Reading a response by Ann O'Toole to a New World Notes post, I visited a forum notice for the Meta7 virtual world. I'd heard enough good press about it that I'd planned a short visit for a future issue of my "Gridnaut's Journey" column at Prim Perfect.
After April 30, however, Meta7 will be no more. Despite the somewhat snarky graphic I chose, I'm sorry to see an OpenSim world that had good press close.
It seems that an IP conflict lies at the heart of the legal proceedings that led to the shutdown:
Another company, that has trademark rights to the use of a similar logo used by us and the name 'Meta7' is forcing the company behind Meta7 to stop using the trademark commercially. . .Meta7 has been opposing this until recently, but does not have the resources in time, people and money to battle this action against it.Content creators have a grace period to back up their items but no region-wide OAR file can be provided, "as we can not verify the ownership of all the items in the region."
Nike Japan seems to be the other company noted.
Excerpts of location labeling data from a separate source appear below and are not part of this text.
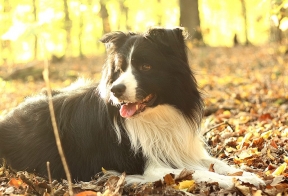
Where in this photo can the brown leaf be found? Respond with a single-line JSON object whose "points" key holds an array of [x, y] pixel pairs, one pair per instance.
{"points": [[168, 179], [87, 193]]}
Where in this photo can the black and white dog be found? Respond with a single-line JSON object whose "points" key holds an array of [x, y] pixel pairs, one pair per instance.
{"points": [[143, 118]]}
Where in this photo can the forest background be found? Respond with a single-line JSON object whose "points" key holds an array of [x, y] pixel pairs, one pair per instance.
{"points": [[34, 29], [238, 50]]}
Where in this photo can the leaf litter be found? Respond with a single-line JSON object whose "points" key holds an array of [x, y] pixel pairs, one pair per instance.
{"points": [[246, 124]]}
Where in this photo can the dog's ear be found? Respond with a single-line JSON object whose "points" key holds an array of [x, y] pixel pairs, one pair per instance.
{"points": [[166, 37], [115, 39]]}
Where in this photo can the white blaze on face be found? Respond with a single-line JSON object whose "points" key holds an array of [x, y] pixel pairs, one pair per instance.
{"points": [[128, 79]]}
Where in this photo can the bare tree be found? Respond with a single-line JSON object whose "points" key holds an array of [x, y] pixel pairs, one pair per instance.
{"points": [[189, 18], [244, 14], [67, 23], [35, 35], [105, 17]]}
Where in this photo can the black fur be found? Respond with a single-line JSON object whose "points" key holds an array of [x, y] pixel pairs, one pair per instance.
{"points": [[85, 120]]}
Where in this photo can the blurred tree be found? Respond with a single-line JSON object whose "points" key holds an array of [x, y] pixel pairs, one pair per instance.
{"points": [[105, 17], [189, 18], [81, 18], [244, 14], [67, 24], [35, 35], [6, 44], [279, 13]]}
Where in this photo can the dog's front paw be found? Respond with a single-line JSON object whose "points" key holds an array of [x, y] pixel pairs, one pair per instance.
{"points": [[251, 178]]}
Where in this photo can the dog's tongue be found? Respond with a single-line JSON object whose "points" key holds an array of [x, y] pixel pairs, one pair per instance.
{"points": [[128, 110]]}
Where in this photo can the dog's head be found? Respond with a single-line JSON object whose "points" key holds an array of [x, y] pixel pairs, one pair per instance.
{"points": [[149, 69]]}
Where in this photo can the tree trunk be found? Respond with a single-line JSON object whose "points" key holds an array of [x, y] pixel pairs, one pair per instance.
{"points": [[244, 14], [189, 18], [67, 24], [105, 17], [35, 36]]}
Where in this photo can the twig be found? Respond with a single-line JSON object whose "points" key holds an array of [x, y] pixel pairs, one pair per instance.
{"points": [[55, 128], [50, 178], [218, 125]]}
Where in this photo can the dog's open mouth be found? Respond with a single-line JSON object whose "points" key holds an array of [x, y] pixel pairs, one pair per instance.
{"points": [[130, 109]]}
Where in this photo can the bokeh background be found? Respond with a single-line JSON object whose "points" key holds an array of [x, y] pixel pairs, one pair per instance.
{"points": [[38, 29]]}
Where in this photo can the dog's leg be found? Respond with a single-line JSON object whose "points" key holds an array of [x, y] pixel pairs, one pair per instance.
{"points": [[228, 172]]}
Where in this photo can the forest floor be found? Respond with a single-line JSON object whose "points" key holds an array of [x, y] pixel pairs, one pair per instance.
{"points": [[246, 121]]}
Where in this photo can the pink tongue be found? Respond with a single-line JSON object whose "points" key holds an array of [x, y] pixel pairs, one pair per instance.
{"points": [[128, 110]]}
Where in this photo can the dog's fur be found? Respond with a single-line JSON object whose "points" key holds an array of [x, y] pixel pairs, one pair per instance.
{"points": [[147, 77]]}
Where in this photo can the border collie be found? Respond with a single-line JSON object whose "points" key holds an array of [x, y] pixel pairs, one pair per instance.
{"points": [[143, 118]]}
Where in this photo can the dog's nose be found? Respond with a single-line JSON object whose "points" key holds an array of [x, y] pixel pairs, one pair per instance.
{"points": [[118, 90]]}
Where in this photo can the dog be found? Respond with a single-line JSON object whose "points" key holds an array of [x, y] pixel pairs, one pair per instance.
{"points": [[143, 118]]}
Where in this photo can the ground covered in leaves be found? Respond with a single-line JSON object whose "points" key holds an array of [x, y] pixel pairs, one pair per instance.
{"points": [[246, 122]]}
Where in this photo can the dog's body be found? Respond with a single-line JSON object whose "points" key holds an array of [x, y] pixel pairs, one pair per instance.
{"points": [[155, 132]]}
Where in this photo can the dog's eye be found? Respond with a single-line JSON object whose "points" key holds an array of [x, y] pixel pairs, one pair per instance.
{"points": [[145, 67]]}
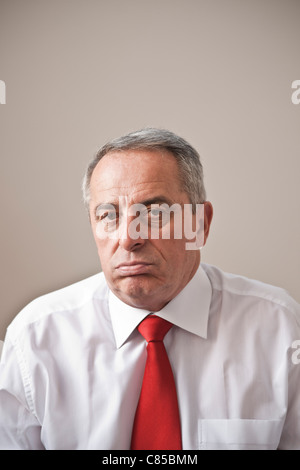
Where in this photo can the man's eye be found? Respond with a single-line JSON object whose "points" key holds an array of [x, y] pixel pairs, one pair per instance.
{"points": [[108, 216], [155, 212]]}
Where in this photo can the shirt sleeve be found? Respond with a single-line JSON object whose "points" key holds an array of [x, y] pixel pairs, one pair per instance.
{"points": [[19, 428]]}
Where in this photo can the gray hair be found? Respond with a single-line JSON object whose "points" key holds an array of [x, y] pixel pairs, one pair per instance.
{"points": [[188, 159]]}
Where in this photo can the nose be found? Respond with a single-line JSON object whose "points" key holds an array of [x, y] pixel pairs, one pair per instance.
{"points": [[131, 237]]}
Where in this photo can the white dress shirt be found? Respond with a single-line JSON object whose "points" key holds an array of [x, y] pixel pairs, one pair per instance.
{"points": [[73, 362]]}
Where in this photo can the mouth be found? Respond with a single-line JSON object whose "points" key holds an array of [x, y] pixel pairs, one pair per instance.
{"points": [[134, 268]]}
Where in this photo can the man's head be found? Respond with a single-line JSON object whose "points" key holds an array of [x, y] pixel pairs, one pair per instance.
{"points": [[150, 167]]}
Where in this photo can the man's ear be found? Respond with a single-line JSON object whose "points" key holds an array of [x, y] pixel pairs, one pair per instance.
{"points": [[208, 215]]}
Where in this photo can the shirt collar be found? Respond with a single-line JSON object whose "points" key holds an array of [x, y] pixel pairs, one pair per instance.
{"points": [[188, 310]]}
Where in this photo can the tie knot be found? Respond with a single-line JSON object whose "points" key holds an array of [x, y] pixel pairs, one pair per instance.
{"points": [[154, 328]]}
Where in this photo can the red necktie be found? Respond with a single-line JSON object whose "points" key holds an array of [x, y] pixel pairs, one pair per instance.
{"points": [[157, 422]]}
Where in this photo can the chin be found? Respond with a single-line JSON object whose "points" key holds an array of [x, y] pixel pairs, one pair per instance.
{"points": [[137, 291]]}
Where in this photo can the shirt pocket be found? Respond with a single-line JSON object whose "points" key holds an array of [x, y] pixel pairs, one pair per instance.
{"points": [[239, 434]]}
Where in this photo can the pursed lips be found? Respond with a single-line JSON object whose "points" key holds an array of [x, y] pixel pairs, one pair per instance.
{"points": [[133, 268]]}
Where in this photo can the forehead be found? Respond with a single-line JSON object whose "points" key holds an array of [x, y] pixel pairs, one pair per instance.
{"points": [[134, 170]]}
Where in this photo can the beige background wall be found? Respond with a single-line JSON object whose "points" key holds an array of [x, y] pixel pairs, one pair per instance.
{"points": [[79, 72]]}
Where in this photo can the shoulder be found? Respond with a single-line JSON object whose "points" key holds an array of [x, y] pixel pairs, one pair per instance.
{"points": [[250, 292], [67, 299]]}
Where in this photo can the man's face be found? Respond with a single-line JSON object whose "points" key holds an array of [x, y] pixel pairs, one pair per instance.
{"points": [[143, 272]]}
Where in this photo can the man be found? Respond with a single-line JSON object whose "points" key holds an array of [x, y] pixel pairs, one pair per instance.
{"points": [[73, 362]]}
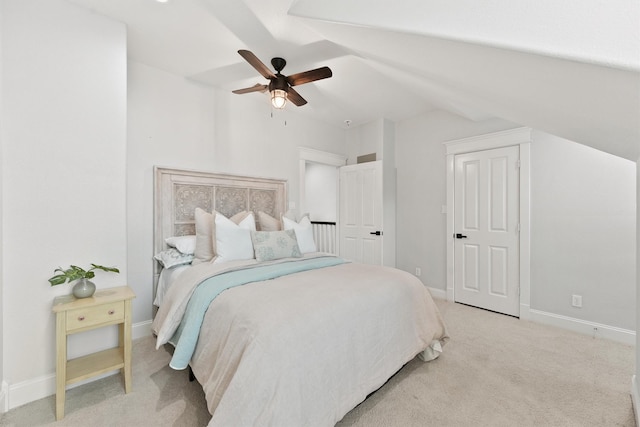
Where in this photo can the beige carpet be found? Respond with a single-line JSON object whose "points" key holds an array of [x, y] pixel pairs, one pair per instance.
{"points": [[495, 371]]}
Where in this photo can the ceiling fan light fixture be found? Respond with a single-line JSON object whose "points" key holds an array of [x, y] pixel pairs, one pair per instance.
{"points": [[278, 98]]}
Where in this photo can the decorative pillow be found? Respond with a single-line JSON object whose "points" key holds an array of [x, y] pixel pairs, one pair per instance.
{"points": [[269, 245], [172, 258], [185, 244], [304, 233], [205, 249], [233, 241], [268, 223]]}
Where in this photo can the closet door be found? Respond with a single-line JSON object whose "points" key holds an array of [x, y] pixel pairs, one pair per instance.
{"points": [[486, 230], [361, 234]]}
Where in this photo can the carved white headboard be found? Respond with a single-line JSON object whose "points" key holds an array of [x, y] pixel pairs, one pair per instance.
{"points": [[178, 192]]}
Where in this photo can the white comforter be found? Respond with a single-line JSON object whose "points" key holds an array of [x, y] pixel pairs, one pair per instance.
{"points": [[304, 349]]}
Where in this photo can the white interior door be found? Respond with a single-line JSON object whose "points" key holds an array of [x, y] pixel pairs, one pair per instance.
{"points": [[361, 234], [486, 233]]}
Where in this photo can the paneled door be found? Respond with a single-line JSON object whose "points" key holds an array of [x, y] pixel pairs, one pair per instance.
{"points": [[486, 232], [361, 234]]}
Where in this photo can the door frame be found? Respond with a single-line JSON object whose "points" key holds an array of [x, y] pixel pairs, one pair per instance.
{"points": [[521, 137]]}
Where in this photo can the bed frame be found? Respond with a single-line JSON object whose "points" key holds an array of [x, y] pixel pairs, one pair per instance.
{"points": [[178, 192]]}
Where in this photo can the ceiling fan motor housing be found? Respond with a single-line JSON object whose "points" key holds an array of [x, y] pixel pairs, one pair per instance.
{"points": [[280, 82], [278, 63]]}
I found this about an advertising campaign:
Illustrator Paul Huang, creator of Nanospore, teamed up with animators Chris Riehl and Sean Starkweather to create this playfully original, yet oddly familiar spot for part of Nike’s new viral campaign to promote the Nike Free Trainer 7.0, which gives you the power of flight and exempts you from noodle-bowl lines.We have the power of flight without special shoes in virtual worlds, but the reach of lawyers is long, like the arm of Sauron in Lord of the Rings.
The lesson is, I suppose, know your small-grid provider well. I never thought I'd have to do a Google search before choosing a provider, but I think Jokay Wollongong, no stranger to cease-and-desist orders, chose her grid's name well.